GhostwriterI learned things this week! Yay! A friend and I are collaborating on a novel idea (which will have its glory day in the hot sun next month during Camp NaNoWriMo!). We got waaaay ahead of ourselves and started talking about how rights would be spelled out in any contracts we encountered, running on the assumption that this puppy ever gets published.

So in the spirit of knowledge and adventure, we looked into the different ways this collaboration thing could shake out in a publishing contract. The main terms that we dredged up were collaboration agreements, dual authorship, and ghostwriting. Here’s the quickie version of what they are and how they work.

Collaboration Agreement This is simply a catch-all phrase for, you guessed it, an agreement between two or more people to collaborate on a single project. In order to be legally binding, it should be written down. (Publishers usually require that it be so in order to work with the authors on publication, but it’s still a good idea even if you plan on self-publishing.) The agreement should include things like the ownership each contributor has regarding copyright, writing credits, and his or her portion of any royalties accrued. (Unless stated otherwise, it’s typically an equal division between collaborators.)

Dual Authors (Dueling authors?
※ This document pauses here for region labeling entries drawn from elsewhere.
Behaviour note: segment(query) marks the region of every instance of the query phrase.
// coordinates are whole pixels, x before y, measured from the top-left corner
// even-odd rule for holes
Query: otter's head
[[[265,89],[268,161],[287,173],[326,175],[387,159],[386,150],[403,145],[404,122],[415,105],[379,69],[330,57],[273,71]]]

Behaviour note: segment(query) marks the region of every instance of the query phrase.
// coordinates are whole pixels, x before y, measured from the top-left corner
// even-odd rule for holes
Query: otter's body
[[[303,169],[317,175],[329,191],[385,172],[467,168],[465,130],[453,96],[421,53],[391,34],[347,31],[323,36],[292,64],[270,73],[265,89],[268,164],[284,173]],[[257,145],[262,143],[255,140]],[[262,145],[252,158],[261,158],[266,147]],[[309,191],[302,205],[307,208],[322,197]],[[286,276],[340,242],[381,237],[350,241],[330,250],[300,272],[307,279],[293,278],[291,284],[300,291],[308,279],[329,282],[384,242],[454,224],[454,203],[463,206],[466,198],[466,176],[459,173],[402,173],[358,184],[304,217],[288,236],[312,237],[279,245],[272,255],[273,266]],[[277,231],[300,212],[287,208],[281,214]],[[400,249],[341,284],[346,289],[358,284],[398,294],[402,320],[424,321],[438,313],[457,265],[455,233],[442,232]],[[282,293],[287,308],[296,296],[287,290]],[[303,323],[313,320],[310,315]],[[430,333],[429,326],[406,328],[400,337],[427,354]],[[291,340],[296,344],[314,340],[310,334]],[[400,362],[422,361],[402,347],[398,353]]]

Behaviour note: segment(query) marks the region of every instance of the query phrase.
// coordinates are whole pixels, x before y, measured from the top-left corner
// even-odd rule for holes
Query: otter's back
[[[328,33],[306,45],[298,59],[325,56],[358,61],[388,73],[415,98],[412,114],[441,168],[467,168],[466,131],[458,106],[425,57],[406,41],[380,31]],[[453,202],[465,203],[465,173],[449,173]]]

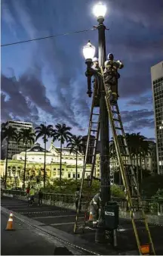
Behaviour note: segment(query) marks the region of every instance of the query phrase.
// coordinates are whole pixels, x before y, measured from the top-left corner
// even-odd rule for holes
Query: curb
[[[11,213],[11,211],[4,207],[2,207],[1,211],[8,214]],[[98,253],[96,253],[92,251],[92,248],[94,247],[94,245],[91,242],[81,239],[78,237],[75,237],[74,236],[71,234],[68,234],[64,231],[55,229],[48,225],[45,226],[46,227],[45,227],[45,226],[42,226],[42,223],[38,222],[35,220],[29,218],[26,216],[23,216],[15,211],[12,211],[12,213],[14,217],[17,218],[18,220],[20,220],[25,224],[35,227],[39,231],[42,231],[43,233],[46,233],[49,234],[50,236],[54,236],[54,239],[59,240],[60,242],[63,242],[63,244],[66,244],[69,247],[72,246],[75,248],[76,251],[80,251],[80,250],[81,251],[82,251],[82,250],[83,250],[83,251],[87,251],[87,255],[88,254],[88,253],[89,253],[89,254],[100,255]],[[85,252],[84,254],[84,252],[82,251],[82,254],[85,255]],[[115,254],[112,253],[111,254]]]
[[[5,214],[10,214],[11,210],[8,210],[4,207],[1,208],[1,211]],[[80,254],[95,254],[95,255],[105,255],[107,253],[108,255],[137,255],[137,251],[133,250],[131,251],[119,251],[115,248],[112,248],[111,245],[108,245],[109,247],[106,250],[105,248],[100,248],[99,245],[97,245],[93,242],[88,242],[83,239],[81,239],[78,236],[75,236],[72,234],[67,233],[60,229],[56,229],[53,226],[48,226],[48,224],[42,226],[42,223],[29,218],[26,216],[21,215],[20,213],[12,211],[14,217],[17,218],[20,221],[23,222],[25,224],[27,224],[30,226],[35,228],[36,229],[46,233],[51,236],[53,236],[54,239],[59,240],[61,243],[64,244],[66,246],[69,248],[72,247],[75,250],[80,251]],[[80,251],[81,250],[81,251]],[[94,251],[92,251],[94,250]],[[103,251],[104,250],[104,251]],[[85,252],[83,251],[85,251]],[[87,254],[85,254],[85,251]],[[82,252],[82,254],[81,254]]]

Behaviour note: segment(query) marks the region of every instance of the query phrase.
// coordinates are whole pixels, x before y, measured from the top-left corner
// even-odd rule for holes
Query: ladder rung
[[[137,218],[137,219],[135,219],[134,217],[134,220],[136,220],[136,221],[140,221],[140,220],[145,220],[146,219],[145,218]]]
[[[115,127],[115,129],[116,129],[116,130],[123,130],[122,128],[120,128],[120,127]]]

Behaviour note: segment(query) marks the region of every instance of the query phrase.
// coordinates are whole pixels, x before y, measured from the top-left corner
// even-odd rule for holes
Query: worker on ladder
[[[100,211],[100,189],[90,202],[90,220],[93,220],[93,227],[96,228]],[[93,220],[91,220],[91,218]]]
[[[92,66],[91,68],[94,70],[96,72],[94,73],[94,89],[95,90],[95,106],[98,107],[99,106],[99,76],[100,76],[100,68],[99,67],[99,61],[97,57],[93,58],[92,59]]]
[[[112,53],[108,55],[108,61],[105,61],[104,81],[111,96],[110,101],[115,103],[118,97],[118,79],[120,77],[120,74],[118,73],[118,69],[121,69],[123,67],[124,65],[120,61],[114,61],[114,55]]]

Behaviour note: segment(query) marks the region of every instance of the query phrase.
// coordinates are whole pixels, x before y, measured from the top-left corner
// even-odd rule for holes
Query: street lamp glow
[[[94,45],[91,45],[90,40],[88,44],[83,47],[83,55],[87,59],[93,59],[95,55],[96,48]]]
[[[106,13],[106,6],[102,2],[99,2],[94,5],[93,8],[93,13],[97,18],[99,17],[104,17]]]

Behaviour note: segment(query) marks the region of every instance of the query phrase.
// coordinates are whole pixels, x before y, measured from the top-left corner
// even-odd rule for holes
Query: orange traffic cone
[[[9,219],[8,219],[5,230],[8,230],[8,231],[15,230],[13,228],[13,214],[12,213],[10,214]]]
[[[89,221],[93,221],[93,215],[91,212],[90,213]]]

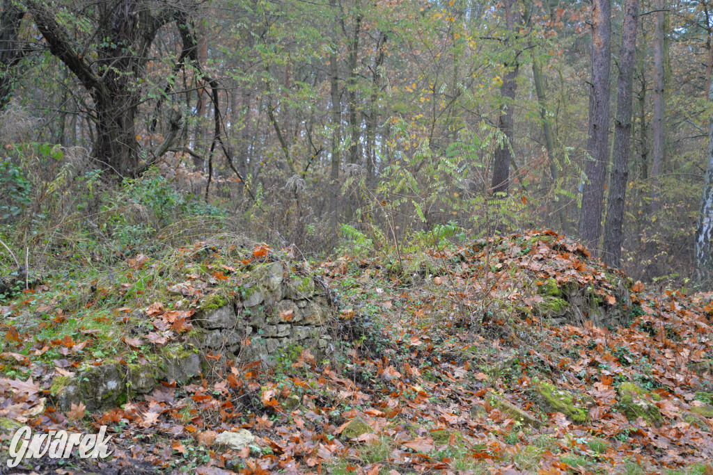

Pistols at dawn!) Also known as coauthors or as joint authors when there are more than two involved, these are the people who will receive writing credit for the project. You see this most often in nonfiction research articles, where the list of the authors and their credentials is nearly as long as the abstract, but with the internet easing the way for collaboration, it’s cropping up more and more in the rest of the writing world. (Note: not all of the listed authors will necessary do fingers-to-pencil-or-keyboard writing. More expert or ‘senior’ collaborators can often get a pass, especially where large amounts of research are involved.)

Ghostwriter (I cannot be the only person who recalls this cheesy TV show…) The gun-for-hire of the writing world, ghostwriters write projects that are actually credited to another person. This usually comes up when a famous but non-writerly person wants to put out an autobiography, or a famous author wants to put out more books a year than is humanly possible. The ghostwriter does the actual writing, ‘in the style’ of the credited author, and usually takes a fee meted out in chunks as pieces of the project are finished. (A ghostwriter can also negotiate to take a smaller fee in exchange for a portion of royalties.) But the ghostwriter will get no credit when it’s all said and done.

So there you have it! The barest-of-bones breakdown of collaboration. You’ll of course need more information if you’re considering entering into such an agreement. You can scroll around the internet for further details on collaboration and copyright, but I found the following articles particularly helpful:

Check out this much-more-detailed article from publishing and entertainment lawyer Lloyd Jassin

Or this one from KB Law: Copyright

Or you could, you know, bite the bullet and actually talk to a literary agent or a publishing lawyer. Whatever you decide to do, if you’re entering into a collaborative relationship, be sure to take steps to protect yourself and your rights. Negotiate out the details, write them down, and get all involved parties to sign. Then get to the real fun: the project itself! Whee!

PS- Don’t forget! Two weeks until the second session of Camp NaNoWriMo! I hope you’re readying yourself in whatever way you like for the literary craziness! (My way involves outlines, blog posts, and an insane amount of Oreos. Insane.)